Posted on 2 minute read

× This article was imported from this blog's previous content management system (WordPress), and may have errors in formatting and functionality. If you find these errors are a significant barrier to understanding the article, please let me know.

I had a need for a survey of the metadata namespaces used by OAI-PMH repositories, so I wrote up a quick shell script and XSLT style sheet to parse through the list of Registered Data Providers at the OpenArchives.org website. The results of this effort are pretty interesting. Some of them:

  • Dublin Core is, as you would expect, the highest-used descriptive metadata standard. Every service — or at least those that reported using any namespace at all — reported Dublin Core as a record harvesting option. For some, it was the only option (which I find rather sad). One problem, though, comes in with the variety of namespace URIs declared that all appear to be semantically the same thing: http://www.openarchives.org/OAI/2.0/oai_dc/, http://www.openarchives.org/OAI/2.0/oai_dc (note the missing trailing slash), http://purl.org/dc/elements/2.0/ (used exclusively by the ProQuest Digital Commons product, it would seem), and http://purl.org/dc/elements/1.1/ (the difference between 2.0 and 1.1 is not clear to me). In order to be processable, there must be an exact string match of the namespace URI -- so even that missing trailing slash is significant!
  • The next most popular namespace URI is http://info.internet.isi.edu:80/in-notes/rfc/files/rfc1807.txt, which semantically would seem to identify the IETF RFC 1807 on a Format for Bibliographic Records. You can see what one of these things looks like -- although RFC1807 predates XML (it was approved by the IETF in mid-1995), it looks like someone turned the metadata format into XML along the way. Very interesting...
  • The next most popular is http://www.ndltd.org/standards/metadata/etdms/1.0/ — corresponding to the Interoperability Metadata Standard for Electronic Theses and Dissertations — followed closely by http://www.openarchives.org/OAI/1.1/oai_marc — which fell out of favor years ago with the publication of MARC21 by the Library of Congress (which goes by the namespace http://www.loc.gov/MARC21/slim). Unfortunately, it doesn't seem to have been picked up by the majority of OAI-PMH data providers that used the older oai_marc schema.
  • As you get towards the bottom of the first list, there are all sorts of interesting variants on qualified Dublin Core and other one-off schemas.
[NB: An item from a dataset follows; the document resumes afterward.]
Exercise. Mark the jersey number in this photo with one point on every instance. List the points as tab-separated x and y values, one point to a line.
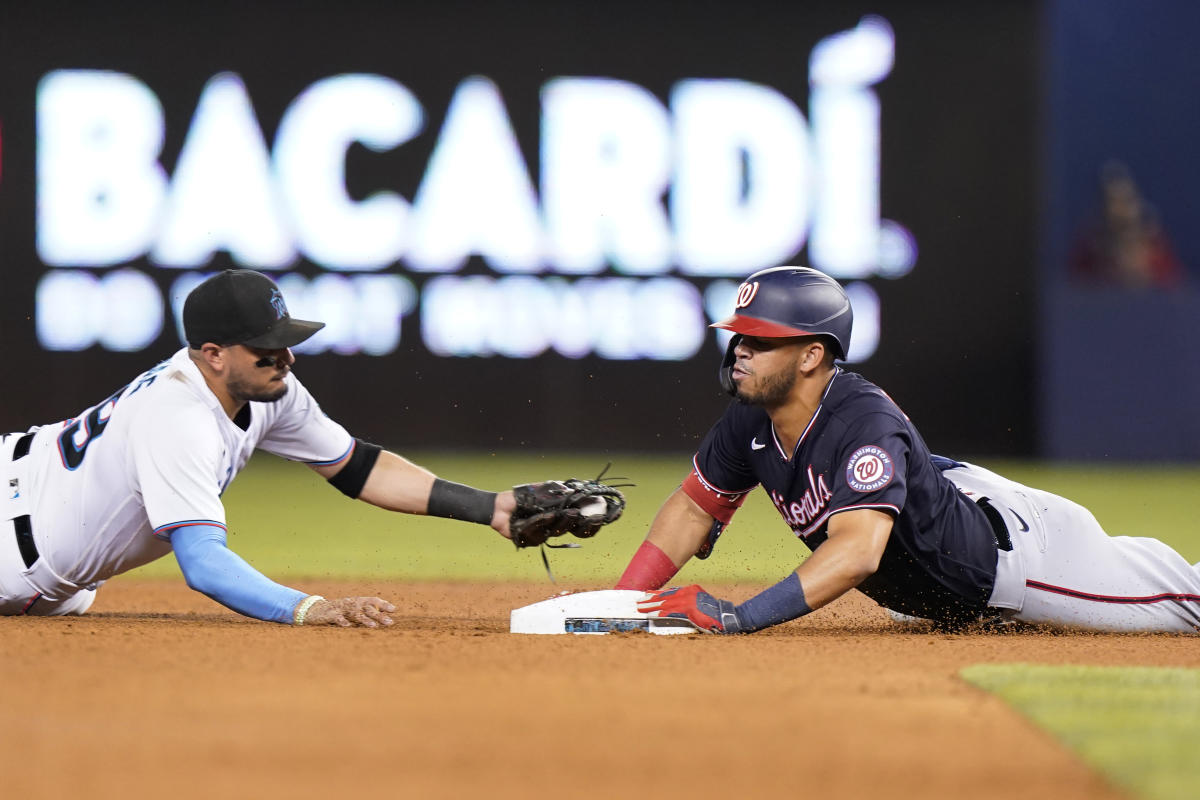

Your thoughts and observations? I've filed away the UNIX script and XSLT style sheet. If there is interest in seeing something like this in the future, let me know and I can dig them out.

The text was modified to update a link from http://www.ndltd.org/standards/metadata/current.html to http://www.ndltd.org/standards/metadata/etd-ms-v1.00-rev2.html/ on January 19th, 2011.